I have been recently using Counter().most_common but the problem is that I need to turn the bit where it shows how much it came up into a percentage, for example:

[(2, 5), (10, 5)]

to:

[(2, 50%), (10, 50%)]

Is there any way of doing this using Counter().most_common , or any other method?

Here is part of my code:

    while count < int(DR):
        count = count + int(1)
        DV.append(random.randint(1, int(DI)))
    if count == int(DR):
        print ('\n(The Number that was rolled , the amount of times it came up):')
        global x
        print (Counter(DV).most_common(int((DI))))
from collections import Counter
l = [1, 1, 2, 2, 2, 2, 2, 3, 4, 10, 10, 10, 10, 10]
c = Counter(l)
[(i, c[i] / len(l) * 100.0) for i in c]

Output, in the form (element, % of total)

[(1, 14.285714285714285),
 (2, 35.714285714285715),
 (3, 7.142857142857142), 
 (4, 7.142857142857142), 
 (10, 35.714285714285715)]

To list them in order you can use collections.Counter.most_common

>>> [(i, c[i] / len(l) * 100.0) for i, count in c.most_common()]
[(2, 35.714285714285715),
 (10, 35.714285714285715),
 (1, 14.285714285714285),
 (3, 7.142857142857142),
 (4, 7.142857142857142)]

If you don't have the original data, you can still accomplish this just with the Counter .

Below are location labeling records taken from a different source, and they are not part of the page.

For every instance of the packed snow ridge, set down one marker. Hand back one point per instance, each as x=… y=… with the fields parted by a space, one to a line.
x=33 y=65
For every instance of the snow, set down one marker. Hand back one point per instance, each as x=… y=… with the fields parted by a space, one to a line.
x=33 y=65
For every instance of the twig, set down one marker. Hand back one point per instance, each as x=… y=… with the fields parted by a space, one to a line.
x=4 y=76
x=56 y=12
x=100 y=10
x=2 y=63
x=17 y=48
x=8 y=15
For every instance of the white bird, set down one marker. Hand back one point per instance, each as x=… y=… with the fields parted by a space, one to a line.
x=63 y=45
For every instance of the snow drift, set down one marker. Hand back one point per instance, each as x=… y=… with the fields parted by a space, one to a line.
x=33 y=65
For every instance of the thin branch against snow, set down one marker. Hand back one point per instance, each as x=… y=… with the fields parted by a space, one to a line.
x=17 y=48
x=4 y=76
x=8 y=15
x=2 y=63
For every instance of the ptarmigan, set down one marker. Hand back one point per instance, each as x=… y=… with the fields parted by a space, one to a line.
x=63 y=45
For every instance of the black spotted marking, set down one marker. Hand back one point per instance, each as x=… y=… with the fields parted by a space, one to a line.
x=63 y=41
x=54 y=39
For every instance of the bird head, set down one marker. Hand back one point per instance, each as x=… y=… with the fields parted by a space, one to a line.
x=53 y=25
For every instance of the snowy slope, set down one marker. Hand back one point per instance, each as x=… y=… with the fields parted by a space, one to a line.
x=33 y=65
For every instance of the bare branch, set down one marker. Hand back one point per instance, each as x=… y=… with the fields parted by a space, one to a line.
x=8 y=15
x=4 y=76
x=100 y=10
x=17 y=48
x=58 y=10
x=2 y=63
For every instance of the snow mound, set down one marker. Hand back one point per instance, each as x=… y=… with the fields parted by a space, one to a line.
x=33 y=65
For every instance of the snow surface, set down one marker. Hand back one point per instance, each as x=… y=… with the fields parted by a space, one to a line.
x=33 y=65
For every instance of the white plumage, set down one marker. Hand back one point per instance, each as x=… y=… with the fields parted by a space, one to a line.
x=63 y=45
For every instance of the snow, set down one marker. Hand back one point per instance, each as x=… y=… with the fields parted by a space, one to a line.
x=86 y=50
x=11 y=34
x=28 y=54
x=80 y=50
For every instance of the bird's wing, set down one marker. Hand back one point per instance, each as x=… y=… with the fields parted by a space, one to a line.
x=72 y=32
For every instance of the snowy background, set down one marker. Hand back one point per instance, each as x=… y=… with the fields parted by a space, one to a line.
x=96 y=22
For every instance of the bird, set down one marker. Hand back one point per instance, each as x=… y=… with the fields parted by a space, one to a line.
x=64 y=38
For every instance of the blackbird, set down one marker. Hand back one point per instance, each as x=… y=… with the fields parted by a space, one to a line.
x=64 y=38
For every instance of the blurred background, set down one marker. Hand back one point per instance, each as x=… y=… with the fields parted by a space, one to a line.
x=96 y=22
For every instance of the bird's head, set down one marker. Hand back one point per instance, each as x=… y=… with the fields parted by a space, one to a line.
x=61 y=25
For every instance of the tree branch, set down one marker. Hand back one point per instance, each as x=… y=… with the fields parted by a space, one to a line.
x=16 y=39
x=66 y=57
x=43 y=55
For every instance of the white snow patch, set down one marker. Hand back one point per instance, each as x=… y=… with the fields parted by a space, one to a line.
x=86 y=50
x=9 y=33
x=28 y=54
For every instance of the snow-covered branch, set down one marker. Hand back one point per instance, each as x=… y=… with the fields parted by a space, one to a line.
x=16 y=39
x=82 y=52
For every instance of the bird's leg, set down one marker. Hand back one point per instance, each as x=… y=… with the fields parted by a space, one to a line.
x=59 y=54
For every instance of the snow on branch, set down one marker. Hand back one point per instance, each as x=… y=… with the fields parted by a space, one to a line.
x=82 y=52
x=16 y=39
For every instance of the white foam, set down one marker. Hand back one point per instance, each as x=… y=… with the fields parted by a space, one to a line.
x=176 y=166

OrderedDict([(i, str(round(count / sum(c.values()) * 100.0, 3)) + '%') for i, count in c.most_common()])

Where:

  • i is the item that was counted;
  • count is the count of that item;
  • c is the Counter object
  • 3 is the precision of the percentage

Performance can be improved if sum(c.values()) is moved outside of the list compression.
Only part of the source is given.